Fall 2018 CS498DL

Assignment 1: Linear classifiers

Due date: Thursday, September 27th, 11:59:59PM

Credit: Daniel McKee, Maghav Kumar

In this assignment you will implement simple linear classifiers on the well-known CIFAR-10 image classification dataset. The goal of this assignment is to help you understand the fundamentals of a few classic methods and become familiar with scientific computing tools in python. You will also get experience in hyperparameter tuning and using proper train/test/validation data splits.

Download the starting code here.

You will implement the following classifiers (in their respective files):

  1. K-nearest neighbor (KNN.py)
  2. Perceptron (Perceptron.py)
  3. SVM (SVM.py)
  4. Softmax (Softmax.py)

The top-level notebook (CS 498DL Assignment-1.ipynb) will guide you through all the steps. Setup instructions are below. The format of this assignment is inspired by the Stanford CS231n assignments, and we have borrowed some of their data loading and instructions in our assignment ipython notebook.

None of the parts of this assignment require use of a machine with a GPU. You may complete the assignment using your local machine or you may use Google Colaboratory. However, we encourage you to try using Colaboratory if you donít have access to GPUs since Colaboratory provides free access to a Tesla K80 (for running short jobs).

Environment Setup (Local)

If you will be completing the assignment on a local machine then you will need a python environment set up with the appropriate packages.

We suggest that you use Anaconda to manage python package dependencies (https://www.anaconda.com/download). This guide provides useful information on how to use Conda: https://conda.io/docs/user-guide/getting-started.html.

Data Setup (Local)

Once you have downloaded the zip file, navigate to the cifar10 directory in MP1 and execute the get_dataset script provided:

cd MP1/cifar/

Data Setup (For Colaboratory)

If you are using Google Colaboratory for this assignment you will need do some additional setup steps.

Download the assignment zip file and follow the steps above to download CIFAR-10 to your local machine. Next, you should make a folder in your Google Drive to hold all of your assignment files and upload the entire assignment folder (including the cifar10 dataset you downloaded) into this Google drive file.
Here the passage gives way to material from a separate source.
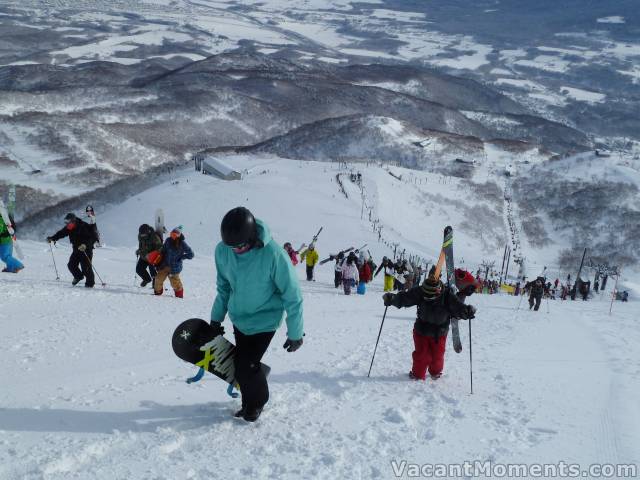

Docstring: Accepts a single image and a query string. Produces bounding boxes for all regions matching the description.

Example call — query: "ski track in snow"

You will now need to open the assignment 1 ipython notebook file from your Google Drive folder in Colaboratory and run a few setup commands. You can find a detailed tutorial on these steps here (no need to worry about setting up GPU for now). However, we have condensed all the important commands you need to run into an ipython notebook.
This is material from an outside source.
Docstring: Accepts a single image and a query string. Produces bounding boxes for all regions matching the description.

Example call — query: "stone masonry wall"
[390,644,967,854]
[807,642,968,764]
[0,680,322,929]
The assignment is given to you in the CS 498DL Assignment-1.ipynb file. As mentioned, if you are using Colaboratory, you can open the ipython notebook directly in Colaboratory. If you are using a local machine, ensure that ipython is installed (https://ipython.org/install.html). You may then navigate the assignment directory in terminal and start a local ipython server using the jupyter notebook command.

Submission Instructions

Submission of this assignment will involve two steps:

  1. You must submit your output Kaggle CSV file from each of the four parts to their corresponding Kaggle competition webpages:
  2. The baseline accuracies you should approximately reach for each classifier are listed as benchmarks on each respective Kaggle leaderboard.

  3. You must upload three files on Compass 2g:
    1. All of your code (python files and ipynb file) in a single ZIP file. The filename should be netid_mp1_code.zip.
    2. Your ipython notebook with output cells converted to PDF format. The filename should be netid_mp1_output.pdf.
    3. A brief report in PDF format using this template. The filename should be netid_mp1_report.pdf.
    Don't forget to hit "Submit" after uploading your files, otherwise we will not receive your submission!

Please refer to course policies on collaborations, late submission, and extension requests.